Closed this issue · 8 comments
E
E
If I understood it correctly, there are these two approaches:
-
You always initialize the decoder hidden state with a projected context-embedding (reset=True). This means you feed a newly generated response back to the encoders to generate a new context embedding for the new turn. This embedding is, after projection, used to initialize the decoder for the next turn.
-
You initialize the decoder only when generating the first turn and from then on the decoder continues with its own hidden state for each consecutively generated response (reset=False).
I would say that those important inter-turn dependencies are encoded during the utterance- and context-encoder steps and that the decoder has not that much to do with that.
Did you also train the model with the same flag reset_utterance_decoder_at_end_of_utterance
?
E
Oh, I thought that when (reset=True) that means you reset the hidden states and so the next turn will not be affected by previous turns (which is a bad thing) and generates the next turn like a completely independent response or something like that.
In both cases, turns are never independent. You have to distinguish between resetting the decoder hidden state and resetting the utterance-encoder hidden state.
Even if you reset the utterance-encoder hidden state between turns, inter-turn dependencies are still captured by the context-encoder (as it uses the utterance-embeddings as input).

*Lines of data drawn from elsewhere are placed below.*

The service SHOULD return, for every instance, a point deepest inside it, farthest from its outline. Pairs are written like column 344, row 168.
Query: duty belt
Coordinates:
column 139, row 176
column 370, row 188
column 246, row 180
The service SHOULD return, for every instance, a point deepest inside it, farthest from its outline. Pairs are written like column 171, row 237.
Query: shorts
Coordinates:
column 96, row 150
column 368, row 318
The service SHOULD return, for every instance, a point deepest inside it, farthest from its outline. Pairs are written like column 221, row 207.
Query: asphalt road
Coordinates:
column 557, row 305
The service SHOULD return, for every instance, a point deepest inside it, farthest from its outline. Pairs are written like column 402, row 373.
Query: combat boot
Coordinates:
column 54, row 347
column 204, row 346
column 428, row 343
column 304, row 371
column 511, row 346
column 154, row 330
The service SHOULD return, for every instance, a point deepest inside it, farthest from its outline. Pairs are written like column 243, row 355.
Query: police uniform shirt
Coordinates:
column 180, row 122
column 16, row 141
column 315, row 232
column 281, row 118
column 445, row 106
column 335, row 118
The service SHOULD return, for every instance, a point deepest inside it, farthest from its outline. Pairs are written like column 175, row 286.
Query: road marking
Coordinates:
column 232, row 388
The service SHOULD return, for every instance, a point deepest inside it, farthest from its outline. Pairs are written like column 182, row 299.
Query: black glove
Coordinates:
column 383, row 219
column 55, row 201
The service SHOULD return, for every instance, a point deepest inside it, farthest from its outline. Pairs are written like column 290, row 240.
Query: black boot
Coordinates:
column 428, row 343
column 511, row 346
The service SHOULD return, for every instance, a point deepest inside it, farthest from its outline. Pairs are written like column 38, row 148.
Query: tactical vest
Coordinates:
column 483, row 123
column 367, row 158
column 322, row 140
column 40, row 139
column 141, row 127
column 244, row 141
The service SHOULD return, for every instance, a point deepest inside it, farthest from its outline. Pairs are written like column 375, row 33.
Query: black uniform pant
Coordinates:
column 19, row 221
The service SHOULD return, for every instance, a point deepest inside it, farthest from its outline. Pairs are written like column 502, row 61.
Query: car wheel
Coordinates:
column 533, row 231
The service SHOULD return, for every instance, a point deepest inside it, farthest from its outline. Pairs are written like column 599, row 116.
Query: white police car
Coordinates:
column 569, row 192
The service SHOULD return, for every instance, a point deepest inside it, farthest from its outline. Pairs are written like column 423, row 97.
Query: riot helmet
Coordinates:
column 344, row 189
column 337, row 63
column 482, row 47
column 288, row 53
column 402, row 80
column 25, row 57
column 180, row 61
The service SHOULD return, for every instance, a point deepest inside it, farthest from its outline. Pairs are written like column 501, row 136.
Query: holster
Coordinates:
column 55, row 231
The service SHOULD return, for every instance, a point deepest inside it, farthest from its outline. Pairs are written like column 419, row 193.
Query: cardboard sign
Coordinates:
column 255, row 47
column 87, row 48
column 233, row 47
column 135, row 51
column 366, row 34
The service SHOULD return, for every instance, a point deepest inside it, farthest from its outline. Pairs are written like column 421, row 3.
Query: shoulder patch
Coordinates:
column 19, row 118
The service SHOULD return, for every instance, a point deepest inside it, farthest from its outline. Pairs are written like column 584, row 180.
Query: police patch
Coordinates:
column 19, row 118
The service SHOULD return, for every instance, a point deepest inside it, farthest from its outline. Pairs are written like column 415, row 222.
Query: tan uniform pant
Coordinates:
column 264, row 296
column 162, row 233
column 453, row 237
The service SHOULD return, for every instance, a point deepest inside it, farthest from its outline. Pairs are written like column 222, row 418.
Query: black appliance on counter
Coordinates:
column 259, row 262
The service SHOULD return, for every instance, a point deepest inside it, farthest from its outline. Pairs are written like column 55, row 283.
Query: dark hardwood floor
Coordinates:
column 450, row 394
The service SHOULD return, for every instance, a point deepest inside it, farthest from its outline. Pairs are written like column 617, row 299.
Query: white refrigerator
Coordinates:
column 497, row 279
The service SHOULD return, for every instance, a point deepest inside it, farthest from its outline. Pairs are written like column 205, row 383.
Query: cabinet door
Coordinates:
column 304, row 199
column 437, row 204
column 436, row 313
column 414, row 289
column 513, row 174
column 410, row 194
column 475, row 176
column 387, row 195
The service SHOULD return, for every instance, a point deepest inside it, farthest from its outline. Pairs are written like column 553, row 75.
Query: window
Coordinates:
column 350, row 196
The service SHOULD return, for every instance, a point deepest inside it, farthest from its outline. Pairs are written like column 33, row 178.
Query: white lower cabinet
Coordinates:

The context encoders hidden state is then used (after a single NN-layer) to initialize the decoder hidden state. This one can then go by either approach 1 or 2 and there generation is also not turn-independent.
E
@dimeldo It looks like there is one "zero_mask" too many in https://github.com/julianser/hed-dlg-truncated/blob/master/search.py#L147-151.
Does it work if you try this instead:
new_hd = self.compute_decoder_encoding(enlarged_context, enlarged_reversed_context, self.max_len, zero_mask, numpy.zeros((self.model.bs), dtype='float32'), ran_vector, ones_mask)
Thanks, it's working now. Closed.